The main reason for this is the concerningly low birth rate and the impending demographic crisis. China is still the country with the largest population (1.41 billion), but UN forecasts indicate that India will soon surpass it, since India has a much higher birth rate.
Statistics show that last year approximately 12 million babies were born in China, which is the lowest birth rate China has had in many years. For instance, in 2016 when the “two-child policy” was implemented, the number of newborns reached 18 million.
Chinese demographers argue that it will be difficult for China to boost birth rate in the near future because the number of women in the reproductive age is decreasing. This was caused by China’s “one-child policy” that was in force from 1979 to 2015.
Chinese families could give birth only to one child, and many families chose to “spend” this quota on a boy, since in China boys have traditionally been valued more than girls. If a family were told they were expecting a girl, the mother would often decide to have an abortion.
This caused an unexpected outcome – the number of men exceeded the number of women. Although it was not allowed to find out the sex of the baby during pregnancy, there were several ways to do so which lead to numerous late abortions. That is why currently there is a disproportion between the number of men and women in the Chinese society.
As a result, modern China is overproducing men and is in a grave lack of women. Statistics indicate that there are 35 million more men than women – leaving many men with no chances of finding a spouse.
Moreover, the beliefs and values of the Chinese people have also changed over the years, i.e. many women wish to pursue a career first and only then to establish a family. The recent years have seen a rapid decline in marriages in China.
These trends are particularly prevalent in Chinese cities, leading demographers to predict that the gap between the situation in cities and the situation in the countryside will only widen in the future – people in the countryside still prefer larger families, while city dwellers have a hard time giving birth to a single child.
“Now, we are allowed to have three children.
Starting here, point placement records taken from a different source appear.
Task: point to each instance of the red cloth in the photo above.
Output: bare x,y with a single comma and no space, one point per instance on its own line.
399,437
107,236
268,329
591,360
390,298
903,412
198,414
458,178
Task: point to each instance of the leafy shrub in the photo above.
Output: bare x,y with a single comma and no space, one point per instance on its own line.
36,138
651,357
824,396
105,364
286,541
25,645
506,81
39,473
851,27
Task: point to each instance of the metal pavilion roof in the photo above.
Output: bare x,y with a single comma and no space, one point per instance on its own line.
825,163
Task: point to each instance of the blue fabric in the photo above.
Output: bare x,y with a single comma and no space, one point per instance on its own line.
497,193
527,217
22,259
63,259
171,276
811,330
The problem, however, is that I don’t even want one child,” a user of the Chinese social media network Weibo wrote in his account.
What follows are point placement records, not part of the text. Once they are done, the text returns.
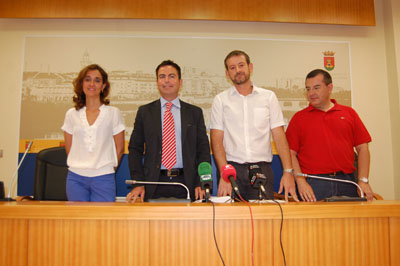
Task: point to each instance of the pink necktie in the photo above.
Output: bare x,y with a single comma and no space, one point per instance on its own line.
168,158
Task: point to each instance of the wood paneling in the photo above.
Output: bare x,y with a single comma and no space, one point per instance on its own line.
345,12
395,241
13,244
168,211
88,242
332,242
68,233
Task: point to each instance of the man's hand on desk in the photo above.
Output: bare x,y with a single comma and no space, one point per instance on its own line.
305,190
135,193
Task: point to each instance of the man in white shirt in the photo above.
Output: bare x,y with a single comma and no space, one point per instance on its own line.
242,120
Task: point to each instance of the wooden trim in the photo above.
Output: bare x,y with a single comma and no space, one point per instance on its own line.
342,12
168,211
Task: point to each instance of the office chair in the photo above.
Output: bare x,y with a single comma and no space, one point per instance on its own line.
51,174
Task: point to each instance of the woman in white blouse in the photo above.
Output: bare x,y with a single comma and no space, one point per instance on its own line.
94,138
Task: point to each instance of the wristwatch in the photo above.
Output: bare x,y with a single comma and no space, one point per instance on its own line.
288,170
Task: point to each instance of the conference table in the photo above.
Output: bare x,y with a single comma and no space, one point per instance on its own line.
118,233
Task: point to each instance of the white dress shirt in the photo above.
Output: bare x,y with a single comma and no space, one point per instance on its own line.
93,151
247,122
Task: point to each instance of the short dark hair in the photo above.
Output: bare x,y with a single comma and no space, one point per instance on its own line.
236,53
80,97
169,63
327,77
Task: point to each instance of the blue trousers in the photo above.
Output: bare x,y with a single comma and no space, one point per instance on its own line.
98,188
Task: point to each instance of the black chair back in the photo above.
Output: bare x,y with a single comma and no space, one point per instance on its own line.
51,174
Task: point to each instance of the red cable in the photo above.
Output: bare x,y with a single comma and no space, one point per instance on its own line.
252,229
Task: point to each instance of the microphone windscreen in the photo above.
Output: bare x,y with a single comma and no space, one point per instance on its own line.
204,169
227,171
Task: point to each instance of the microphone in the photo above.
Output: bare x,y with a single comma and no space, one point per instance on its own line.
134,182
333,179
228,173
257,179
15,173
204,170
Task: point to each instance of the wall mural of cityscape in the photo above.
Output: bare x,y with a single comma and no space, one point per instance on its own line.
52,62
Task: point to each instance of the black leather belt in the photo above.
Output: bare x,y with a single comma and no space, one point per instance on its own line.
335,173
172,172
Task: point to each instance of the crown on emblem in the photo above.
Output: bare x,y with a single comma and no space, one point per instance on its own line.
329,53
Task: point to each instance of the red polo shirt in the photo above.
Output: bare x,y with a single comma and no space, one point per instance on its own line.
325,141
Many are asking the question – will the “three-child policy” change anything if the “two-child policy” wasn’t able to do so? That’s why people are happy about the government’s decision to provide other incentives and motivations in this regard.
For example, education costs – which were twice as high in two-children families – will be cut, people will see additional support on tax and housing issues and working women will be granted more rights. In addition, the government also has plans to educate young Chinese people on the issues of marriage and love – now, state propaganda will not only deal with shaming the West, but also teach people how to love correctly and “make children”.
This leads to believe that the Chinese government has taken quite a peculiar approach to identifying mistakes in their previous policies, but it isn’t truly admitting these mistakes – as is the case in all authoritarian regimes. If the previous plan fails, simply improve it a bit and relaunch it anew.
The “one-child policy” has led to one-and-a-half generation where there are six people from the non-working population for each person in the working population, i.e. the person’s parents and two sets of grandparents. This is the Chinese Communist Party’s know-how.